We are a group of former civil servants of the All India and Central Services who have worked with the Central and State Governments in the course of our careers. As a group, we have no affiliation with any political party but believe in impartiality, neutrality and commitment to the Constitution of India.

You would be aware that Art. 22(4) of the Constitution of India was amended by the Constitution (Forty Fourth Amendment) Act, 1978. S. 3 of this amendment Act provides that the Advisory Board, to be constituted for examining the justification for preventive detention under this Article, is to be appointed in accordance with the recommendation of the Chief Justice of the High Court; it is to be headed by a sitting judge of that High Court and have at least two serving/former judges of any High Court as members of the Board. The said S. 3 also deleted Art 22(7)(a) of the Constitution, thereby deleting the provision authorizing preventive detention without obtaining the opinion of an Advisory Board.

These amendments were meant to curtail the arbitrary power of governments to appoint on the Advisory Board any person qualified to be a judge of a High Court, and to ensure that no preventive detentions could be made, or continued, without obtaining the opinion of the Advisory Board within 2 months of the detention. These provisions have yet to come into force since a notification to give effect to S. 3 of the 44th Constitutional Amendment has not been issued.
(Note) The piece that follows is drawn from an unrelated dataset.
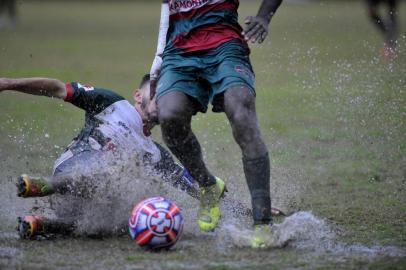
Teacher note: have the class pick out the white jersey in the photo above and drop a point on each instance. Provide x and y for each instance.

At present, any advocate who is qualified to be a judge of a High Court, can be appointed to the Advisory Board. In effect, any advocate with ten years or more of practice can sit on an Advisory Board. This provision is, thus, vulnerable to abuse by governments which, instead of appointing neutral, independent members to the Board, may appoint persons of their choice, including those owing allegiance to the political party in power.

A look at the Objects and Reasons of the Constitution (Forty Fourth Amendment) Act, 1978 explains why Parliament, soon after the experience of the Emergency of 1975-77, considered it necessary to check arbitrary preventive detentions. Para 1 of the Objects and Reasons is cited below:

“Recent experience has shown that the fundamental rights, including those of life and liberty, granted to citizens by the Constitution are capable of being taken away by a transient majority. It is, therefore, necessary to provide adequate safeguards against the recurrence of such a contingency in the future and to ensure to the people themselves an effective voice in determining the form of government under which they are to live. This is one of the primary objects of this Bill.”

Successive Union Governments have, however, failed to notify any date for the coming into force of this Constitutional Amendment that was passed by Parliament as far back as 1978. It is not open to the Government of India to sit in judgment over the wisdom of Parliament, which was convinced of the necessity of amending Clause (4)(a) and deleting Clause (7)(a) of Article 22 through the Constitution (Forty Fourth Amendment) Act, 1978.

The provision empowering the Government of India to notify the dates for the coming into force of different provisions of the Constitution (Forty Fourth Amendment) Act was intended to give the government some flexibility in this regard. It will be a travesty if this provision is conveniently used by the government to negate the legislative intent by refusing to notify the date of coming into effect of the Constitution (Forty Fourth Amendment) Act. The unconscionable delay of 43 years in the issue of this notification has resulted in a brazen abuse of preventive detention laws in gross violation of human rights and a progressive erosion of our cherished democratic values.

We, therefore, urge the Government of India to forthwith notify a date for the coming into force of S. 3 of the Constitution (Forty Fourth Amendment) Act, 1978.